But Fukuda and his Cabinet are set to ignore the long-threatened motion, and it is unlikely the opposition camp, led by the Democratic Party of Japan, will force him to dissolve the Lower House.

“I listened carefully to (the reasons given by the opposition parties for submitting the censure motion) and seriously take to heart each” point, Fukuda told reporters Wednesday evening, while dismissing in the same breath any chance of dissolving the Lower House and calling for an election in the near future.

Fukuda said he and the ruling bloc would continue to seek cooperation and communication with the opposition camp despite the censure motion.

But speaking separately, DPJ President Ichiro Ozawa wouldn’t let the matter drop.

“Fukuda and his government are gravely responsible to the public, yet they barely acknowledge that fact or make any effort to change politics,” Ozawa said. “Nor do they have the ability to do so.”

In making his party’s case for a swift election, he challenged the legitimacy of the Fukuda Cabinet. “Such a government does not benefit the people,” Ozawa said. “We represent the voices of the public and we say Fukuda is not suitable for the job.”

The opposition camp submitted the censure motion, which focuses criticism on Fukuda’s support of the contentious new health insurance program, as the Diet session draws to its mid-June close,

The program, introduced in April, has been harshly criticized for throwing a heavier financial burden on the elderly for their health care.

The opposition-sponsored bill to scrap the program cleared the upper chamber last week and has been sent to the Lower House, which the Liberal Democratic Party-New Komeito ruling bloc controls.

It is the first time under the Constitution that a prime minister has been dealt a censure motion by the Upper House.

In response, the ruling coalition is set to pass a vote of confidence in Fukuda in the Lower House on Thursday to throw its full support behind him and his Cabinet.

Ozawa blasted the confidence vote as a “makeshift tactic” that will never win over the public and said the ruling bloc should call a poll now.

“The LDP shouldn’t be afraid of holding an election,” Ozawa said. “It is the ruling party, so it should feel confident.”

Chief Cabinet Secretary Nobutaka Machimura criticized the censure as “nothing more than a political performance.”
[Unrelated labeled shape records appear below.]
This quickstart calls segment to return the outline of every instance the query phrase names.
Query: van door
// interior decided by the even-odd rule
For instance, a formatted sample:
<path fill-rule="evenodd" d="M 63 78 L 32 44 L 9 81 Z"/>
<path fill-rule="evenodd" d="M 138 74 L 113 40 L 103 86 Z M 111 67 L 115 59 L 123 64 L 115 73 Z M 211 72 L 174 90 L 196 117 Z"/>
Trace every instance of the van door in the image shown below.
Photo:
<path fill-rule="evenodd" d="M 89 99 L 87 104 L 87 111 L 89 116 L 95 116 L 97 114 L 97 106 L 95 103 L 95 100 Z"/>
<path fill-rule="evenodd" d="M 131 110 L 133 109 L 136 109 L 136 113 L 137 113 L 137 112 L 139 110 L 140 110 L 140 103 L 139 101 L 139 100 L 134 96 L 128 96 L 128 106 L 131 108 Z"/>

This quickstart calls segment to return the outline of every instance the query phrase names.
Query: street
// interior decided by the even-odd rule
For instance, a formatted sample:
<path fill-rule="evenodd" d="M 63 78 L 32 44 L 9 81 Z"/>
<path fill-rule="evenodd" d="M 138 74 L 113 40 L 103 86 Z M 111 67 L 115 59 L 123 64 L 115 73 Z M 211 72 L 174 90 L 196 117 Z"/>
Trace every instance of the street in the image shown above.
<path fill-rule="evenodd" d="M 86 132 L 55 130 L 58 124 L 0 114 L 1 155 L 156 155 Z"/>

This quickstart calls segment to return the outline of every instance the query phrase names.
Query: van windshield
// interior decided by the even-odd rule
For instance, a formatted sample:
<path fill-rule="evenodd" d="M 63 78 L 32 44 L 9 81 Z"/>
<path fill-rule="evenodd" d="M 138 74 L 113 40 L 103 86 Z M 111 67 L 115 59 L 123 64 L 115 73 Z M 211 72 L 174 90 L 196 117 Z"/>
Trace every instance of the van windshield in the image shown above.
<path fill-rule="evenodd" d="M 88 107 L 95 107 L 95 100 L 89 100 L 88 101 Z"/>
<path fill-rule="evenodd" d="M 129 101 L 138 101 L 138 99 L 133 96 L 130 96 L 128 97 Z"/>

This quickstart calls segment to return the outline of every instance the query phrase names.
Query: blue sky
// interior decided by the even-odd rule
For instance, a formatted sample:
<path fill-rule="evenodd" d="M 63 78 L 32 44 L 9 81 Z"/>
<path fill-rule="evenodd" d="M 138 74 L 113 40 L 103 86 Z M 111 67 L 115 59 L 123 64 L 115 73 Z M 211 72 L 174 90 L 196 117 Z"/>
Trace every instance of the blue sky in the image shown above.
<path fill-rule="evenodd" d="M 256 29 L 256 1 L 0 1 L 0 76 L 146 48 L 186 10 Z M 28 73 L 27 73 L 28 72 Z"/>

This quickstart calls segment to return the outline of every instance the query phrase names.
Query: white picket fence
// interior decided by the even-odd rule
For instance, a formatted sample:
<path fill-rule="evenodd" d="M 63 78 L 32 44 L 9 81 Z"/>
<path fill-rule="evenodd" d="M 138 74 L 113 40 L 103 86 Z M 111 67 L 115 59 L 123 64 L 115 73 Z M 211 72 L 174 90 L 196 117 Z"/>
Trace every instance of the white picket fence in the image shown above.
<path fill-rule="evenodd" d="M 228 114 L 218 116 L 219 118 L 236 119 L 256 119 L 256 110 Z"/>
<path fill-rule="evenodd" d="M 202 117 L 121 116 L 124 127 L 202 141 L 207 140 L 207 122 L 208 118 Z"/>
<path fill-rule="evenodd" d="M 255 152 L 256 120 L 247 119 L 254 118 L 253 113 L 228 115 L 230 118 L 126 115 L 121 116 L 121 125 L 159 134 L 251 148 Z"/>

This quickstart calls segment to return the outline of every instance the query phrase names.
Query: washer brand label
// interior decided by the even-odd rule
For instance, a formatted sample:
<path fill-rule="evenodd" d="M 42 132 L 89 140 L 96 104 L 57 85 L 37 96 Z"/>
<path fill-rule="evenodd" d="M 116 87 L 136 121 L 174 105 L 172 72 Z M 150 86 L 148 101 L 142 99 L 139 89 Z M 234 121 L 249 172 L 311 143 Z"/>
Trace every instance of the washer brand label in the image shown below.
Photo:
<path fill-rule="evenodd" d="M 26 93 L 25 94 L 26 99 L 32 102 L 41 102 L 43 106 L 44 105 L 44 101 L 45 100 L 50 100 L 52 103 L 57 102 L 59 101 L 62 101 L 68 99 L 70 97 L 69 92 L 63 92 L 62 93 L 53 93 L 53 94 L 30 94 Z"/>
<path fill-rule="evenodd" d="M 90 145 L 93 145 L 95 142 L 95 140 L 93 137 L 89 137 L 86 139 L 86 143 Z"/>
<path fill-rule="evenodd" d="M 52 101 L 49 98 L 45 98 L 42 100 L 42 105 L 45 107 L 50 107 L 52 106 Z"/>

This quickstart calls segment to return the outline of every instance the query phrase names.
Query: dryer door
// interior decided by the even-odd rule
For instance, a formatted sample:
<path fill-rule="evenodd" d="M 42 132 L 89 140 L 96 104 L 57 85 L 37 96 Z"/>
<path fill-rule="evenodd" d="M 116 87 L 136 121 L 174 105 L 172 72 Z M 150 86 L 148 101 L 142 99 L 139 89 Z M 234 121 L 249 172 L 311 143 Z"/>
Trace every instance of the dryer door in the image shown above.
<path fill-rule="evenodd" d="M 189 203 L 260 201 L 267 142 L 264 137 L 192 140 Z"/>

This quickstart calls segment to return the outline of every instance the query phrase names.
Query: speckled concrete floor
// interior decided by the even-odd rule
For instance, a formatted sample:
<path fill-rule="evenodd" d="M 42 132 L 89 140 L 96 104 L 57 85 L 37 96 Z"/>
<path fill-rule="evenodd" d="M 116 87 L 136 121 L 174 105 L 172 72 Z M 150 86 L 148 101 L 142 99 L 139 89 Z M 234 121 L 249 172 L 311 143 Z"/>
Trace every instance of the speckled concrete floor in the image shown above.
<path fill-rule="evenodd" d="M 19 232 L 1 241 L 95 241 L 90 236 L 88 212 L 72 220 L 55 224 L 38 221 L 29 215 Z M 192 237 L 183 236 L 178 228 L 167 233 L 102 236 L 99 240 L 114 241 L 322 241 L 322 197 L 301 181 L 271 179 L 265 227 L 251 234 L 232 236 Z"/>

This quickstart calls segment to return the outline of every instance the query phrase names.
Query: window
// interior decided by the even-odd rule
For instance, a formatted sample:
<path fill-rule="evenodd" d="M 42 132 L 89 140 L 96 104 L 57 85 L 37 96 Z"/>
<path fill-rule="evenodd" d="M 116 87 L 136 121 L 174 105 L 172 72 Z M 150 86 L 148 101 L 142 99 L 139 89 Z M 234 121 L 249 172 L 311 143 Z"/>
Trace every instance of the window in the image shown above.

After adopting the motion Wednesday afternoon, the DPJ and other opposition parties said they will refuse to attend the Diet’s remaining deliberations.

Political analysts and some opposition lawmakers questioned the timing of the motion — which came toward the end of the Diet session after activity had quieted down.

The battle between the DPJ and LDP peaked in April and May over the gasoline surcharge and road construction issues. The DPJ, which had been considering submitting the censure motion at that time, decided against it and said it would openly fight the ruling bloc in the Diet.

Machimura said Wednesday the DPJ avoided submitting the motion earlier because it could have paralyzed the Diet until the end of the session, leaving the top opposition party accountable and open to public criticism.